Figure 6.

HSVs interfere with dendritic cell function. Dendritic cells (DCs) are susceptible to HSV-1 and HSV-2 infection. (A) Upon infection with HSV, the host protein CYTIP is degraded, which causes the upregulation of LFA-1 and reduces the capacity of DCs to migrate to draining lymph nodes and activate T cells. (B) HSV infection hampers the capacity of DCs to present virus-derived antigens to T cells on MHC-I molecules by interfering with the activity of transporters associated with antigen presentation (TAP proteins). Inhibition of TAPs is mediated by the viral protein ICP47. (C) HSVs elicit apoptosis in DCs through the downregulation of c-FLIP, a potent anti-apoptotic protein, which is directed to the proteasome during infection of these cells. (D) HSV infection hampers the activity of the autophagosome, which has been reported to reduce antigen presentation to CD8⁺ T cells. (E) CD80 and CD86 are co-stimulatory molecules that are commonly upregulated during infection, and along with MHC-peptide complexes enable DCs to activate T cells.

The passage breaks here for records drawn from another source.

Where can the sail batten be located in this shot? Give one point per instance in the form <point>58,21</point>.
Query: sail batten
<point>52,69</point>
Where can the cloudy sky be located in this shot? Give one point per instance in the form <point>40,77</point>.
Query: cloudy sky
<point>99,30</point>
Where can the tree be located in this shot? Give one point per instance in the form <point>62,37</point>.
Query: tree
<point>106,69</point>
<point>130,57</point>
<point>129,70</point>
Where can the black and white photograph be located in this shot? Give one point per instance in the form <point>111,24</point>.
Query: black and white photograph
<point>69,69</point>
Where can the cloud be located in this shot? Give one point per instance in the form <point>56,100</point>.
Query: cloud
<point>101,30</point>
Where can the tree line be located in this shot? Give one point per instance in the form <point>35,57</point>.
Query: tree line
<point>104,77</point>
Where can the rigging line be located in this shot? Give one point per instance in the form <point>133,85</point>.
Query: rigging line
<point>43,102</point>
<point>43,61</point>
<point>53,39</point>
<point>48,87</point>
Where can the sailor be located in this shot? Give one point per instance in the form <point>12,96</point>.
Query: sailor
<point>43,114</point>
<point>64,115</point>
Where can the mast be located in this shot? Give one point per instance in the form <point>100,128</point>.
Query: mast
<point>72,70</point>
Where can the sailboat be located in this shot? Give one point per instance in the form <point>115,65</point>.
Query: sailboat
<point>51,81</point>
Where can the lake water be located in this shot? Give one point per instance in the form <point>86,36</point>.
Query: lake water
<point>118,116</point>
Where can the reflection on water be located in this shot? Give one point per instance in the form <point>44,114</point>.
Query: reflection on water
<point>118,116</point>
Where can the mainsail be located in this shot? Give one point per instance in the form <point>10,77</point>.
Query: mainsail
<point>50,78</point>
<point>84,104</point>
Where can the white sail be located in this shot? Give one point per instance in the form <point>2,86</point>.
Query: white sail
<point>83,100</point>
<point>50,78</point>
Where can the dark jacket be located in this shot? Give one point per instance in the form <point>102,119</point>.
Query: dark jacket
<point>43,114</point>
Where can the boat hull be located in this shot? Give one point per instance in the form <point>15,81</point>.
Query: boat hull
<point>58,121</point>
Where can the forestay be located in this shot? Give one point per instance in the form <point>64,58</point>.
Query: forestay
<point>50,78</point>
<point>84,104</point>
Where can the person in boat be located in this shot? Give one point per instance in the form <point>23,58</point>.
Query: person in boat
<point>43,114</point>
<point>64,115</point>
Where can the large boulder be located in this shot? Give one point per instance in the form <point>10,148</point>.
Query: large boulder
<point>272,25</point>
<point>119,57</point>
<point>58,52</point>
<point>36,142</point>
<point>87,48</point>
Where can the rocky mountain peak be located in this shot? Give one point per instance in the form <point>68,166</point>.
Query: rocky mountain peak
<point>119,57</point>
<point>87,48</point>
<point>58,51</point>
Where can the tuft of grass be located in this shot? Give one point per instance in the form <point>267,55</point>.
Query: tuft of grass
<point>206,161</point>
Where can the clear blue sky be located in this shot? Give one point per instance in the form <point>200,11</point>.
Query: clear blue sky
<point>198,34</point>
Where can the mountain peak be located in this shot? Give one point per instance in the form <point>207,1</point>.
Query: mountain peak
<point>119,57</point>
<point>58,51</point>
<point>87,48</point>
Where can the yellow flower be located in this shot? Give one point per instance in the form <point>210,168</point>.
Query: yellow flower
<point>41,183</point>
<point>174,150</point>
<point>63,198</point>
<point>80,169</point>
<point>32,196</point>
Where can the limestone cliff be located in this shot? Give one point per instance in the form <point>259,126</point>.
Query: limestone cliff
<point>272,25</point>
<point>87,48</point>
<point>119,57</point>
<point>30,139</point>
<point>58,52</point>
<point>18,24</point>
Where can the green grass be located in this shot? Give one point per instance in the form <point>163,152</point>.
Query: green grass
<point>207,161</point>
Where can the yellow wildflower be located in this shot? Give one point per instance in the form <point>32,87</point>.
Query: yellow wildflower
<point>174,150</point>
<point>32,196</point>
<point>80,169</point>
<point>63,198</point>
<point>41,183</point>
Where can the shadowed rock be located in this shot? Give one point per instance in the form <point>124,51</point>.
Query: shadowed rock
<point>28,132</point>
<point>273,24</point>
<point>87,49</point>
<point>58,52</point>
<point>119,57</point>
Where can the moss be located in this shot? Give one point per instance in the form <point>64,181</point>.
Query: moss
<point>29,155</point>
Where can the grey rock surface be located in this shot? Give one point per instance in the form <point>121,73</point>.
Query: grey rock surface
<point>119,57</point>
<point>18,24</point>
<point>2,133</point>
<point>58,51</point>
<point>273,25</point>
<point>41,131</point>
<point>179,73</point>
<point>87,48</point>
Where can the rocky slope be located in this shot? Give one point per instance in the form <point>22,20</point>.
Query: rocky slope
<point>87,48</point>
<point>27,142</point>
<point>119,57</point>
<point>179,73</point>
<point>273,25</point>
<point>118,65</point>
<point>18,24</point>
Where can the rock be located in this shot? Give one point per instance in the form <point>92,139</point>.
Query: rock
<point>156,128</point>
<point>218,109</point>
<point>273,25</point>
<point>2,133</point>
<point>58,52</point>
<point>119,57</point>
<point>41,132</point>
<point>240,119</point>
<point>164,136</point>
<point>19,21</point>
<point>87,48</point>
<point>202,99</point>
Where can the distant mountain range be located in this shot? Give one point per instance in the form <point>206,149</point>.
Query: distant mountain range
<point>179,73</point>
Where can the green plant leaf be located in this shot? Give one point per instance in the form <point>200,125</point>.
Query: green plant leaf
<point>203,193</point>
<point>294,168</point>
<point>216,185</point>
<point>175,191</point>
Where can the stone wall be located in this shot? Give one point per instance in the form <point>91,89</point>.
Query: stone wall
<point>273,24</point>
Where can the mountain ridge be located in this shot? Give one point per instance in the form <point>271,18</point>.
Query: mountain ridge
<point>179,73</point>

HSV inhibits the expression of CD80 and CD86 on the DC surface thanks to the viral proteins γ34.5. The viral protein ICP22 also inhibits the expression of CD80 on the cell surface. (F) HSV infection inhibits inducible nitric oxide synthase (iNOS) in DCs through the downregulation of caveolin-1, which will reduce the antiviral capacity of these cells. Black lines show cellular processes. Red lines show processes modulated by HSVs.